Storing Browser Cookies from Streamlit Space

I am currently building a Streamlit demo in hugging face that uses analytics tracking. I want to give users an option to opt of of this tracking and store this information into a browser cookie so that any time they open up the demo again, they are already opted out of analytics tracking. The solution I am trying to use for this is the streamlit-cookies-manager package. When I test this functionality locally, it seems to work properly (once I opt out of the tracking on one run, it saves this preference for all future runs of the program on my browser), but the cookie storage does not seem to work in my Hugging Face space (If I inspect the page, I never see the cookie appear in the browser and when I reload the browser, the preference is not saved).

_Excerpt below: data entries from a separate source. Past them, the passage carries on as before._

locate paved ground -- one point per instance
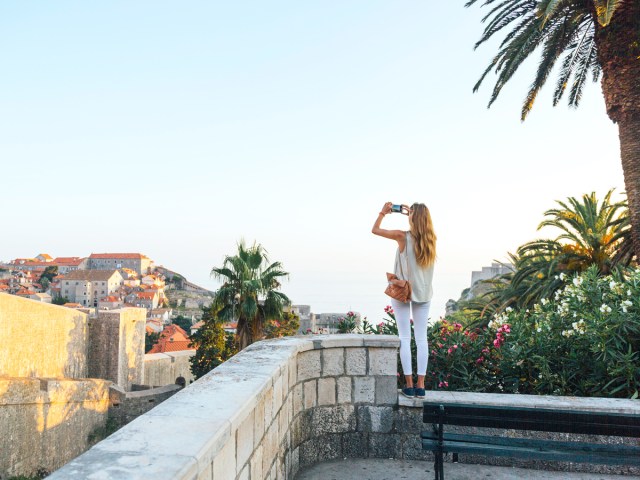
(380, 469)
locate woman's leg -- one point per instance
(402, 313)
(420, 312)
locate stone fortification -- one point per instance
(42, 340)
(47, 422)
(126, 406)
(255, 415)
(116, 346)
(168, 368)
(281, 405)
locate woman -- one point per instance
(414, 262)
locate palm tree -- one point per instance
(592, 233)
(249, 293)
(593, 39)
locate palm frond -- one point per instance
(605, 10)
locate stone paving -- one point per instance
(381, 469)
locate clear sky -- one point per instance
(175, 129)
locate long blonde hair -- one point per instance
(424, 238)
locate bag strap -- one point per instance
(406, 255)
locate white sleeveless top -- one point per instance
(407, 268)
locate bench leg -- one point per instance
(438, 466)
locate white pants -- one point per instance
(403, 319)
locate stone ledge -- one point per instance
(612, 405)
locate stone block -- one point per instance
(293, 368)
(297, 399)
(387, 390)
(384, 445)
(308, 365)
(295, 463)
(308, 454)
(277, 395)
(409, 420)
(244, 440)
(256, 463)
(336, 419)
(268, 408)
(344, 389)
(269, 450)
(326, 391)
(333, 362)
(224, 463)
(258, 422)
(364, 390)
(244, 473)
(375, 419)
(283, 423)
(383, 361)
(310, 396)
(329, 446)
(384, 341)
(340, 340)
(355, 445)
(356, 361)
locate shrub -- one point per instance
(585, 341)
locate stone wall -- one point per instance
(126, 406)
(45, 340)
(281, 405)
(166, 368)
(116, 346)
(245, 419)
(44, 423)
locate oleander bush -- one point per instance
(584, 341)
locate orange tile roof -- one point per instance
(118, 255)
(171, 347)
(146, 295)
(67, 261)
(110, 298)
(90, 275)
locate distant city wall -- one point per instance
(44, 423)
(281, 405)
(41, 340)
(116, 346)
(256, 416)
(126, 406)
(166, 368)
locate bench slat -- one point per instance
(529, 453)
(567, 421)
(537, 443)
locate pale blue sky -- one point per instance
(175, 129)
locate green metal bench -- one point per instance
(535, 419)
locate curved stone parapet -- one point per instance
(273, 408)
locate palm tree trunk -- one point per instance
(629, 131)
(619, 55)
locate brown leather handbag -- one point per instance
(398, 289)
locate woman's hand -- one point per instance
(386, 208)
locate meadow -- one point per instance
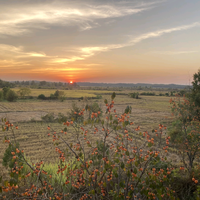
(33, 135)
(147, 113)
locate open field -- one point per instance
(147, 112)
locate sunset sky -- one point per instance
(111, 41)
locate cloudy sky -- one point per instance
(130, 41)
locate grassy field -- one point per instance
(68, 93)
(147, 112)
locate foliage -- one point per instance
(123, 163)
(75, 114)
(185, 131)
(11, 96)
(41, 96)
(24, 92)
(5, 91)
(58, 95)
(6, 84)
(1, 95)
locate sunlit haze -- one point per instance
(111, 41)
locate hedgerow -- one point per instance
(123, 163)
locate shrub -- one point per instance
(148, 93)
(1, 95)
(107, 158)
(41, 96)
(24, 92)
(11, 96)
(134, 95)
(74, 114)
(5, 91)
(48, 117)
(114, 167)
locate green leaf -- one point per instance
(122, 165)
(127, 153)
(113, 95)
(135, 171)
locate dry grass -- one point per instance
(147, 112)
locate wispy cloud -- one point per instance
(90, 51)
(26, 17)
(174, 52)
(18, 52)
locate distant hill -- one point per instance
(127, 85)
(105, 85)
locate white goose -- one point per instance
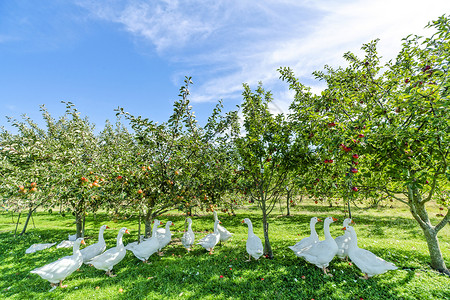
(188, 237)
(164, 235)
(149, 246)
(211, 240)
(224, 233)
(343, 240)
(309, 240)
(321, 253)
(111, 257)
(366, 261)
(57, 271)
(93, 250)
(254, 245)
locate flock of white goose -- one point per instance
(319, 253)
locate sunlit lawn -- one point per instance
(390, 233)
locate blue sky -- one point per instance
(134, 54)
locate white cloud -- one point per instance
(225, 43)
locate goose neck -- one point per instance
(250, 228)
(312, 227)
(326, 230)
(100, 234)
(76, 248)
(119, 239)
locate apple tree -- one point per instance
(395, 118)
(264, 154)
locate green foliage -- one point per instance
(390, 234)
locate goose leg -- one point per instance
(110, 274)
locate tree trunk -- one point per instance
(17, 224)
(419, 213)
(30, 212)
(288, 213)
(437, 261)
(84, 225)
(148, 223)
(267, 247)
(79, 223)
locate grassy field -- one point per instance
(390, 233)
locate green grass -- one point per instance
(389, 233)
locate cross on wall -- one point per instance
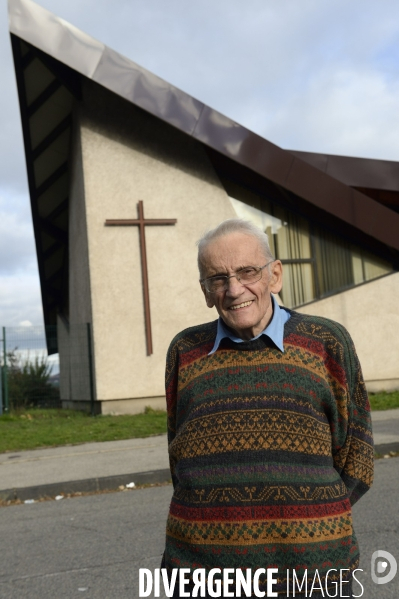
(141, 222)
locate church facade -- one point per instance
(126, 172)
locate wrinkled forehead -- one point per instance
(231, 252)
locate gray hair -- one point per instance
(234, 225)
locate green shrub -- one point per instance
(29, 382)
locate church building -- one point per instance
(126, 172)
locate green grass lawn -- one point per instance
(384, 401)
(48, 428)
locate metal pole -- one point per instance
(1, 390)
(6, 405)
(90, 369)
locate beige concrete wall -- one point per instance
(370, 313)
(129, 156)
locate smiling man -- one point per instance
(269, 432)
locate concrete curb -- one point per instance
(384, 448)
(111, 483)
(88, 485)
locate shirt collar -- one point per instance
(274, 330)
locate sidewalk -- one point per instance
(100, 466)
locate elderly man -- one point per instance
(269, 433)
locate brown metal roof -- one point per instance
(378, 179)
(50, 57)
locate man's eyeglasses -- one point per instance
(246, 276)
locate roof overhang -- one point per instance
(50, 58)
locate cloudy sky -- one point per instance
(317, 75)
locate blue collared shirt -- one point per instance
(274, 330)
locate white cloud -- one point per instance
(307, 75)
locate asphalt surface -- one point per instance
(92, 467)
(94, 546)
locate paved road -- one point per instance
(94, 546)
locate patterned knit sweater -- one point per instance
(268, 450)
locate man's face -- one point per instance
(247, 309)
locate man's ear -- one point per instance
(276, 276)
(208, 298)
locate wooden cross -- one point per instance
(141, 222)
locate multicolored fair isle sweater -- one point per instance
(268, 450)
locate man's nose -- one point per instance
(234, 287)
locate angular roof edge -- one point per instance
(354, 171)
(94, 60)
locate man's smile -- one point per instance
(242, 305)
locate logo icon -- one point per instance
(379, 564)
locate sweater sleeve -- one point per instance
(354, 460)
(171, 380)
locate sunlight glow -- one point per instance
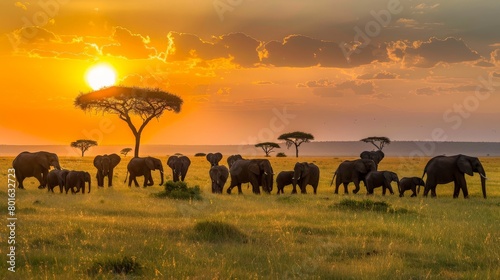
(100, 75)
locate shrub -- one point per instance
(180, 190)
(123, 266)
(215, 231)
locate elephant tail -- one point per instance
(126, 175)
(334, 174)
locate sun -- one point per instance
(100, 75)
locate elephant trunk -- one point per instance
(161, 176)
(483, 183)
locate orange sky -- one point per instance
(251, 70)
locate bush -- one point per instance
(214, 231)
(123, 266)
(180, 190)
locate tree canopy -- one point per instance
(377, 141)
(296, 138)
(268, 147)
(83, 145)
(125, 102)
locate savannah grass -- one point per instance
(129, 233)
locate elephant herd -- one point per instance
(257, 172)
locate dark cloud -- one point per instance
(303, 51)
(380, 75)
(429, 53)
(238, 46)
(129, 45)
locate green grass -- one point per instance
(128, 233)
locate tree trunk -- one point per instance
(137, 144)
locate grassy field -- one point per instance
(323, 236)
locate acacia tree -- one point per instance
(125, 151)
(83, 145)
(268, 147)
(377, 141)
(145, 103)
(296, 138)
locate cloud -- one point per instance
(380, 75)
(129, 45)
(303, 51)
(327, 88)
(426, 54)
(242, 49)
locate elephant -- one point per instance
(56, 178)
(232, 159)
(410, 183)
(382, 179)
(77, 179)
(376, 156)
(36, 165)
(352, 171)
(214, 158)
(105, 165)
(257, 172)
(179, 166)
(284, 179)
(218, 175)
(305, 174)
(142, 167)
(447, 169)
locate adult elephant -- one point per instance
(447, 169)
(352, 171)
(410, 183)
(55, 178)
(36, 165)
(105, 165)
(218, 175)
(77, 179)
(382, 179)
(305, 174)
(214, 158)
(142, 167)
(179, 166)
(376, 156)
(232, 159)
(257, 172)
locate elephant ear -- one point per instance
(254, 168)
(464, 166)
(150, 163)
(42, 159)
(360, 166)
(115, 159)
(171, 161)
(98, 162)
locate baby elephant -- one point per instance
(77, 179)
(218, 174)
(410, 183)
(284, 179)
(382, 179)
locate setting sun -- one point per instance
(100, 75)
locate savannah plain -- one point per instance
(321, 236)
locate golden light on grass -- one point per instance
(100, 75)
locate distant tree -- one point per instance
(268, 147)
(126, 102)
(377, 141)
(83, 145)
(296, 138)
(125, 151)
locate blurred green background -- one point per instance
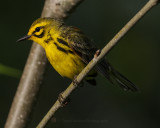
(136, 56)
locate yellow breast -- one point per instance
(64, 61)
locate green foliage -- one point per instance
(9, 71)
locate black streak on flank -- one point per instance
(48, 40)
(60, 48)
(62, 42)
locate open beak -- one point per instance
(24, 38)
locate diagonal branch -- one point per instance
(34, 69)
(95, 60)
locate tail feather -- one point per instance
(114, 76)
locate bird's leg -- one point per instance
(97, 53)
(75, 82)
(63, 101)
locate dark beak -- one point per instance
(24, 38)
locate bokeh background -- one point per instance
(136, 56)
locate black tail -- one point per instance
(114, 76)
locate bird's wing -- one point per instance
(81, 44)
(85, 48)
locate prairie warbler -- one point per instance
(69, 50)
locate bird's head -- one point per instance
(39, 29)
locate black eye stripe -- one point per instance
(37, 29)
(40, 35)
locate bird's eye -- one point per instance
(38, 29)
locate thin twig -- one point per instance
(34, 69)
(94, 61)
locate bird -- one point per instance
(69, 50)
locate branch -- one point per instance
(34, 69)
(96, 59)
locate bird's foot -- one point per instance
(62, 100)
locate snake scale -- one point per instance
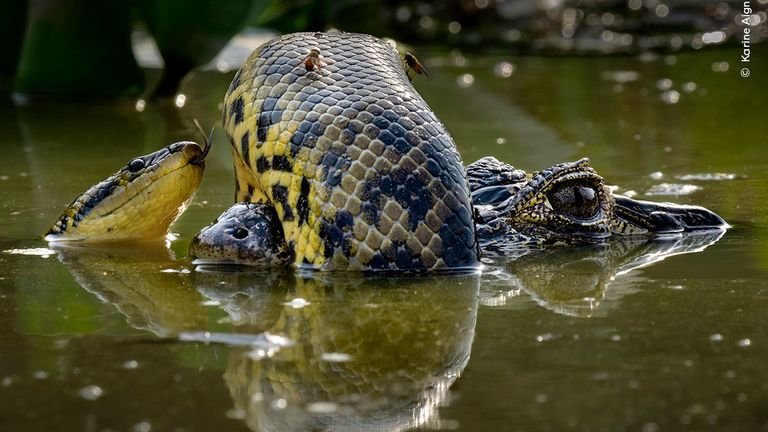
(360, 171)
(340, 164)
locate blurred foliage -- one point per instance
(549, 26)
(66, 51)
(191, 36)
(87, 50)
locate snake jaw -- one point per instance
(134, 203)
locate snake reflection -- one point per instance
(363, 352)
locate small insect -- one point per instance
(313, 61)
(413, 64)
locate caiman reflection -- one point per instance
(325, 351)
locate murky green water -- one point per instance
(661, 336)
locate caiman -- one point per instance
(341, 164)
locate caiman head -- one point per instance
(569, 203)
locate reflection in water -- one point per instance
(573, 281)
(369, 353)
(335, 351)
(142, 281)
(363, 353)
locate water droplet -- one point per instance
(91, 392)
(546, 337)
(236, 414)
(426, 22)
(279, 404)
(649, 427)
(722, 66)
(144, 426)
(670, 97)
(322, 407)
(504, 69)
(689, 87)
(131, 364)
(714, 37)
(297, 303)
(181, 100)
(335, 357)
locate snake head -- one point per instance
(245, 234)
(139, 201)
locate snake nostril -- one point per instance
(136, 165)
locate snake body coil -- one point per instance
(360, 171)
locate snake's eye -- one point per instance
(136, 165)
(574, 199)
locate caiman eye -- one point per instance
(136, 165)
(577, 200)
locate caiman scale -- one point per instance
(340, 164)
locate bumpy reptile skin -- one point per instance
(361, 172)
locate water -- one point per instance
(660, 336)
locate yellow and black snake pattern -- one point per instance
(327, 128)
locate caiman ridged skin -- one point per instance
(361, 172)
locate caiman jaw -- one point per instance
(632, 217)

Can you please help me figure out why this is not saving in my browser and any suggestions for possible solutions?

Thank you!

Perhaps:

Hi John,
Thanks for the suggestion but I have already seen this page. I don’t believe this is the issue because I am using the Streamlit SDK (not Docker), and the parameter referenced in this page is properly set by Streamlit, by default.

So there are no error messages in the Spaces logs that are related to syntax or options, or that something was rejected by the server, right?

So the process itself is working, and the server thinks it has been successfully processed.
But you are not receiving it.
In the following example, it is just a lack of waiting time, but HF Spaces often behaves unexpectedly differently from a normal web site.

Depending on the cookie specification, for example, a cookie targeting a specific IP address or URL would be incompatible with HF, which has multiple aliases in Spaces by default, and there are quite a few behaviors that are implicitly prohibited, whether they are related to cookies or not. Well, it’s a VM. There is no complaint to HF about the less-used behaviors, so they are left as they are.

A less smart solution would be to have the configuration saved as a JSON file. There are a few people doing this, but I haven’t seen any spaces that actively use cookies…
If I could just know if there is a chance that it will work in the end or not, I could work backwards to find the problem.